Working on underwater robots, Marburg says, means balancing technical risks and mission objectives against constraints on funding and other resources. Support for purely speculative research in this area is rare. The goal, then, is to build UUVs that are simple, effective, and reliable. “No one wants to write a report to their funders saying, ‘Sorry, the batteries died, and we lost our million-dollar robot fish in a current,’ ” Marburg says.
A robot fish called SoFi
Since SPURV, there have been many other unmanned underwater vehicles, of various shapes and sizes and for various missions, developed in the United States and elsewhere. UUVs and their autonomous cousins, AUVs, are now routinely used for scientific research, education, and surveillance.
At least a few of these robots have been fish-inspired. In the mid-1990s, for instance, engineers at MIT worked on a RoboTuna, also nicknamed Charlie. Modeled loosely on a blue-fin tuna, it had a propulsion system that mimicked the tail fin of a real fish. This was a big departure from the screws or propellers used on UUVs like SPURV. But this Charlie never swam on its own; it was always tethered to a bank of instruments. The MIT group’s next effort, a RoboPike called Wanda, overcame this limitation and swam freely, but never learned to avoid running into the sides of its tank.

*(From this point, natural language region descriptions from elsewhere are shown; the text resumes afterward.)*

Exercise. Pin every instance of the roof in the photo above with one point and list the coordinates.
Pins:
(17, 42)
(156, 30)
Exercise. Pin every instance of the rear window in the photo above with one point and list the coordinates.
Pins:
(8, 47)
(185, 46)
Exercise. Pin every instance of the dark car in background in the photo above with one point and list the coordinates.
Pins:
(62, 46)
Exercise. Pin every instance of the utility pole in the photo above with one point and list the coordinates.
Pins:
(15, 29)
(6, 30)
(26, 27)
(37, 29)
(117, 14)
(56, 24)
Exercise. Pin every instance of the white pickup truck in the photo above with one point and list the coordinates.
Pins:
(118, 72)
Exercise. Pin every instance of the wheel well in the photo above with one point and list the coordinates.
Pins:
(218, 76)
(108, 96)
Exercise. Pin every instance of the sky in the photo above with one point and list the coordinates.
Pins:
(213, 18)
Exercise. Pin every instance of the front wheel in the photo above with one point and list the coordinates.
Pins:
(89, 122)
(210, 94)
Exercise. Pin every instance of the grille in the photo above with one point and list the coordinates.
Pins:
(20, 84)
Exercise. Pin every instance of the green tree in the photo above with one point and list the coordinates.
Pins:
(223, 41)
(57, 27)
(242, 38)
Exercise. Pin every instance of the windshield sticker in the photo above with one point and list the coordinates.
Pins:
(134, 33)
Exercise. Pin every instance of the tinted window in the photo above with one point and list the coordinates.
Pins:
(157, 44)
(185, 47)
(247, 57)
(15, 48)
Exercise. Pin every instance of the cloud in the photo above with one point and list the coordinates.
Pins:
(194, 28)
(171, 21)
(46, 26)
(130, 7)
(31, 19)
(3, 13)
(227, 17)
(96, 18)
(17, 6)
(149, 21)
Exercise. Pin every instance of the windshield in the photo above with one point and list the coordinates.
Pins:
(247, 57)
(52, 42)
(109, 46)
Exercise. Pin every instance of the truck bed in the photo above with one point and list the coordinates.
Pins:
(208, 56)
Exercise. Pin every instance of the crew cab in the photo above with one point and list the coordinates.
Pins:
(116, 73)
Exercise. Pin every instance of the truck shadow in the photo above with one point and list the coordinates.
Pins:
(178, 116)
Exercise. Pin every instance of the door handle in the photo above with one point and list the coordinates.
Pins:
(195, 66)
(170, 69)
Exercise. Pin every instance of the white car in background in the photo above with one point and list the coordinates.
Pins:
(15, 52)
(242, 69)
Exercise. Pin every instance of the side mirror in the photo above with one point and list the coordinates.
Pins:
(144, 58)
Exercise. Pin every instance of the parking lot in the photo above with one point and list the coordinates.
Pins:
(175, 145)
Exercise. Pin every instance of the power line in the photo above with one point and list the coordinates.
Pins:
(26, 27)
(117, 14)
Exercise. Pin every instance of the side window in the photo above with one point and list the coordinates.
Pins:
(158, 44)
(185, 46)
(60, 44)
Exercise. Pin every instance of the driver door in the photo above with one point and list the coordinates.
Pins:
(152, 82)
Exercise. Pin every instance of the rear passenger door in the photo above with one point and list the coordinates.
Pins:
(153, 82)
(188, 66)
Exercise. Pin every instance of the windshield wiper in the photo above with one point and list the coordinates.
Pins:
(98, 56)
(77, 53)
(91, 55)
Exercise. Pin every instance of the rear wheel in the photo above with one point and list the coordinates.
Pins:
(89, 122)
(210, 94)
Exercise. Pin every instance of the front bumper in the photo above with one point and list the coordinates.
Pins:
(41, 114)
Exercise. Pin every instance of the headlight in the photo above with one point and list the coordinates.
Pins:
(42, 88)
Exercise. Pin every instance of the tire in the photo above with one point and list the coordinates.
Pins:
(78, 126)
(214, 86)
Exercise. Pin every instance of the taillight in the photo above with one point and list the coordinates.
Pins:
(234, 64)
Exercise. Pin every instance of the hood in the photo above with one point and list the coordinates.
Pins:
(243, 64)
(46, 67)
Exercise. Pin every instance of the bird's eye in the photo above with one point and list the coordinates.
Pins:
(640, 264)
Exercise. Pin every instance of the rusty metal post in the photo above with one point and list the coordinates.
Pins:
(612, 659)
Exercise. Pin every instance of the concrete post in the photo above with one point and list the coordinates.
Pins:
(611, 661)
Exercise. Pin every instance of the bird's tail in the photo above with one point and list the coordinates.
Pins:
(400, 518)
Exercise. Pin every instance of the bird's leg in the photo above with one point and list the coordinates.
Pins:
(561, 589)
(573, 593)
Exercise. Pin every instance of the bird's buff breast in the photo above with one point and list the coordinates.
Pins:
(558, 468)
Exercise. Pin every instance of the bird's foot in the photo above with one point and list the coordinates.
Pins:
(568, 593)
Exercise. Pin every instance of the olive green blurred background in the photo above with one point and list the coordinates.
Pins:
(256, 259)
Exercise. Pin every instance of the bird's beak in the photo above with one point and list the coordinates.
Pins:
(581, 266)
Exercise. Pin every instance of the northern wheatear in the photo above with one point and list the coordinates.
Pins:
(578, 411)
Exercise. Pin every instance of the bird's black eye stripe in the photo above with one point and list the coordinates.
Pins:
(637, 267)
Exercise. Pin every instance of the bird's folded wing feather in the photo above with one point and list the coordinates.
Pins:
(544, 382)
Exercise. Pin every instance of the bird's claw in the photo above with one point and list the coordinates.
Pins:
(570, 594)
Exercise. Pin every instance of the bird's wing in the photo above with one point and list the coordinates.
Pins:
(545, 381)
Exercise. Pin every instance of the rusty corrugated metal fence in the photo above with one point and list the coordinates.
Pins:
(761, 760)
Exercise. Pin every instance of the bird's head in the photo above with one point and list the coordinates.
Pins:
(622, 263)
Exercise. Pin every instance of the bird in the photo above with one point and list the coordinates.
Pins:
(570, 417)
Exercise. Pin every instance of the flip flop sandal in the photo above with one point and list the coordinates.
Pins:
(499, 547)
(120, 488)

Fast-forward 25 years, and a team from MIT’s Computer Science and Artificial Intelligence Laboratory (CSAIL) unveiled SoFi, a decidedly more fishy robot designed to swim next to real fish without disturbing them. Controlled by a retrofitted Super Nintendo handset, SoFi could dive more than 15 meters, control its own buoyancy, and swim around for up to 40 minutes between battery charges. Noting that SoFi’s creators tested their robot fish in the gorgeous waters off Fiji, IEEE Spectrum’s Evan Ackerman noted, “Part of me is convinced that roboticists take on projects like these…because it’s a great way to justify a trip somewhere exotic.”
SoFi, Wanda, and both Charlies are all examples of biomimetics, a term coined in 1974 to describe the study of biological mechanisms, processes, structures, and substances. Biomimetics looks to nature to inspire design.

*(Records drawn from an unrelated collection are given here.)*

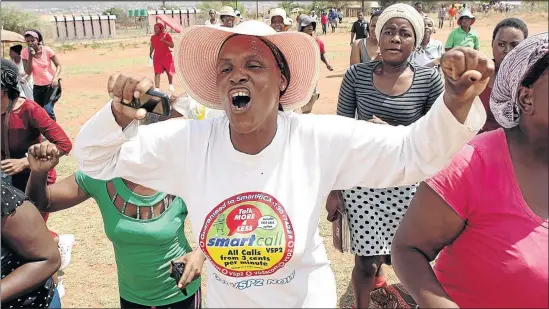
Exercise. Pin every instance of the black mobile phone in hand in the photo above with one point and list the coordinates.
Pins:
(177, 271)
(158, 103)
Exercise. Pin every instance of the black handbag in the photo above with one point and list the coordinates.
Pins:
(41, 296)
(38, 298)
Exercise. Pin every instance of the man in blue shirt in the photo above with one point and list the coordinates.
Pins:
(332, 18)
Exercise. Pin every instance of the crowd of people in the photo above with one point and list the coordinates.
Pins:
(435, 153)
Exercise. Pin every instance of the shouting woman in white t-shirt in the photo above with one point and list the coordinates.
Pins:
(255, 180)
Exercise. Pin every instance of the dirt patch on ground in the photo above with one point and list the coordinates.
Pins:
(91, 280)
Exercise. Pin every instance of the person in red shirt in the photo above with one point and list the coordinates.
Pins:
(324, 22)
(452, 12)
(23, 124)
(161, 42)
(308, 25)
(484, 217)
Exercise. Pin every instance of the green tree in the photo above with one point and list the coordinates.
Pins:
(205, 6)
(17, 20)
(288, 6)
(385, 3)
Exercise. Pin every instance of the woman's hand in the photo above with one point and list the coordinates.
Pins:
(43, 157)
(194, 262)
(466, 74)
(123, 89)
(376, 120)
(14, 166)
(377, 57)
(55, 82)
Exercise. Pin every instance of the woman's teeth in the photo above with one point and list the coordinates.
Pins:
(240, 94)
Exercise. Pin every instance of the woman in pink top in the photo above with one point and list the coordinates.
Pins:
(486, 213)
(37, 60)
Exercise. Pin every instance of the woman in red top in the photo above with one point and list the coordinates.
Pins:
(161, 42)
(24, 121)
(508, 33)
(324, 22)
(485, 215)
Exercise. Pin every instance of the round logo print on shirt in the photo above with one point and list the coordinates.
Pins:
(248, 234)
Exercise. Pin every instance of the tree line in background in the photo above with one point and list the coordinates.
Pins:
(18, 20)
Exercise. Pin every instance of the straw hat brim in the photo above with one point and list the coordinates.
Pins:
(197, 49)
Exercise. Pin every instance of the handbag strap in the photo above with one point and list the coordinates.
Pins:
(6, 128)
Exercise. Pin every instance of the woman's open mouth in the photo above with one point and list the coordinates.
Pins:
(240, 100)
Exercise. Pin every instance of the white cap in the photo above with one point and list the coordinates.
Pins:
(277, 12)
(228, 11)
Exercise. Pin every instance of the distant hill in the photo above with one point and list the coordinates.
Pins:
(96, 7)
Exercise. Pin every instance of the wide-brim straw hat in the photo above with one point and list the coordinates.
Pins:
(466, 13)
(288, 21)
(197, 49)
(227, 11)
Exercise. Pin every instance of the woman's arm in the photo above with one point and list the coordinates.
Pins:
(381, 156)
(34, 245)
(50, 129)
(323, 58)
(145, 154)
(27, 61)
(58, 68)
(58, 196)
(167, 39)
(436, 88)
(355, 52)
(418, 241)
(347, 101)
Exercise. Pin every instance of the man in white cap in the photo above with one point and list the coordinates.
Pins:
(238, 19)
(213, 18)
(227, 16)
(464, 35)
(278, 19)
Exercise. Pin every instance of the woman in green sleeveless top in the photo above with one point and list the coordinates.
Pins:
(146, 228)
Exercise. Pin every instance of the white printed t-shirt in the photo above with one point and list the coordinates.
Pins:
(256, 216)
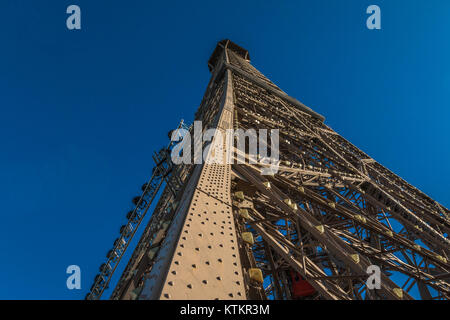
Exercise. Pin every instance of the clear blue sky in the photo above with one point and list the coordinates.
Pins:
(82, 111)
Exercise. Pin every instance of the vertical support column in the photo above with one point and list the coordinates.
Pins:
(200, 257)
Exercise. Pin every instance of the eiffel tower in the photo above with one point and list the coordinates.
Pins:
(331, 223)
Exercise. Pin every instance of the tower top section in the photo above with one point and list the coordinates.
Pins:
(226, 44)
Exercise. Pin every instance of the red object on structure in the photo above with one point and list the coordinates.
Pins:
(300, 287)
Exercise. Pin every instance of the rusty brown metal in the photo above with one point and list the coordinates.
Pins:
(328, 213)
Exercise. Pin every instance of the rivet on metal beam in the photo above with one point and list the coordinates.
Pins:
(244, 213)
(255, 274)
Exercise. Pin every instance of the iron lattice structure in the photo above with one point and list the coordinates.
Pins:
(330, 212)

Sometimes, the resulting technology proves to be more efficient than its natural counterpart, as Richard James Clapham discovered while researching robotic fish for his Ph.D. at the University of Essex, in England. Under the supervision of robotics expert Huosheng Hu, Clapham studied the swimming motion of Cyprinus carpio, the common carp. He then developed four robots that incorporated carplike swimming, the most capable of which was iSplash-II. When tested under ideal conditions—that is, a tank 5 meters long, 2 meters wide, and 1.5 meters deep—iSpash-II obtained a maximum velocity of 11.6 body lengths per second (or about 3.7 m/s). That’s faster than a real carp, which averages a top velocity of 10 body lengths per second. But iSplash-II fell short of the peak performance of a fish darting quickly to avoid a predator.
Of course, swimming in a test pool or placid lake is one thing; surviving the rough and tumble of a breaking wave is another matter. The latter is something that roboticist Kathryn Daltorio has explored in depth.

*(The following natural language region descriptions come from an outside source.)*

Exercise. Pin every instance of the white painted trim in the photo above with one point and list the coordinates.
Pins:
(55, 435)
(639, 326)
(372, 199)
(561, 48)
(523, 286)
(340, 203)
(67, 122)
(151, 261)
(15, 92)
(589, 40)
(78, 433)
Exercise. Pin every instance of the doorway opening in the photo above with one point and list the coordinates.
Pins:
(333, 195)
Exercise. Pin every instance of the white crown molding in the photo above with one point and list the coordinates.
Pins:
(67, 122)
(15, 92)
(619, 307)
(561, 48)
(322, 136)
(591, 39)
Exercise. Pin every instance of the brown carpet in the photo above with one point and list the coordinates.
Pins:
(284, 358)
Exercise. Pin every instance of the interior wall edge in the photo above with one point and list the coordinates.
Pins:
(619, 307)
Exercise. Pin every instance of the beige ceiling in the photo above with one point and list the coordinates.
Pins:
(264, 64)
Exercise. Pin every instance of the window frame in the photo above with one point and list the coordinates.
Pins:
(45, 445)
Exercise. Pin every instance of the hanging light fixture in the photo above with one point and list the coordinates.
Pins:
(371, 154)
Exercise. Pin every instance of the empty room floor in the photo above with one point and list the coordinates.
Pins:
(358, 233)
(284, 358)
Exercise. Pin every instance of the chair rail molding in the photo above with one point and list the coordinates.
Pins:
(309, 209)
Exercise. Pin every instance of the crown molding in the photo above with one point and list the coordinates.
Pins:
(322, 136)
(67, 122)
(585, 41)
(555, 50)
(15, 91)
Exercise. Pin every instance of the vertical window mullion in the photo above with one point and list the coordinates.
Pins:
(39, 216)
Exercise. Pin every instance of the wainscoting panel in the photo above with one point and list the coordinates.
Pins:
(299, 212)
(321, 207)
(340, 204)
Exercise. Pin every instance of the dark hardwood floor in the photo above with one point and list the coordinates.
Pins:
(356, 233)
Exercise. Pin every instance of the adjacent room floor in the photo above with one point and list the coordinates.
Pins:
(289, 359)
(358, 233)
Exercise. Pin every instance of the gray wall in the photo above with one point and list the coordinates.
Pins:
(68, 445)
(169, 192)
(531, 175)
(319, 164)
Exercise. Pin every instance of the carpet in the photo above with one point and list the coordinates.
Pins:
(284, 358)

Daltorio, an assistant professor at Case Western Reserve University and codirector of the Center for Biologically Inspired Robotics Research there, has studied the movements of cockroaches, earthworms, and crabs for clues on how to build better robots. After watching a crab navigate from the sandy beach to shallow water without being thrown off course by a wave, she was inspired to create an amphibious robot with tapered, curved feet that could dig into the sand. This design allowed her robot to withstand forces up to 138 percent of its body weight.
Photo: Nicole Graf
This robotic crab created by Case Western’s Kathryn Daltorio imitates how real crabs grab the sand to avoid being toppled by waves.
In her designs, Daltorio is following architect Louis Sullivan’s famous maxim: Form follows function. She isn’t trying to imitate the aesthetics of nature—her robot bears only a passing resemblance to a crab—but rather the best functionality. She looks at how animals interact with their environments and steals evolution’s best ideas.
And yet, Daltorio admits, there is also a place for realistic-looking robotic fish, because they can capture the imagination and spark interest in robotics as well as nature. And unlike a hyperrealistic humanoid, a robotic fish is unlikely to fall into the creepiness of the uncanny valley.
In writing this column, I was delighted to come across plenty of recent examples of such robotic fish. Ryomei Engineering, a subsidiary of Mitsubishi Heavy Industries, has developed several: a robo-coelacanth, a robotic gold koi, and a robotic carp. The coelacanth was designed as an educational tool for aquariums, to present a lifelike specimen of a rarely seen fish that is often only known by its fossil record. Meanwhile, engineers at the University of Kitakyushu in Japan created Tai-robot-kun, a credible-looking sea bream. And a team at Evologics, based in Berlin, came up with the BOSS manta ray.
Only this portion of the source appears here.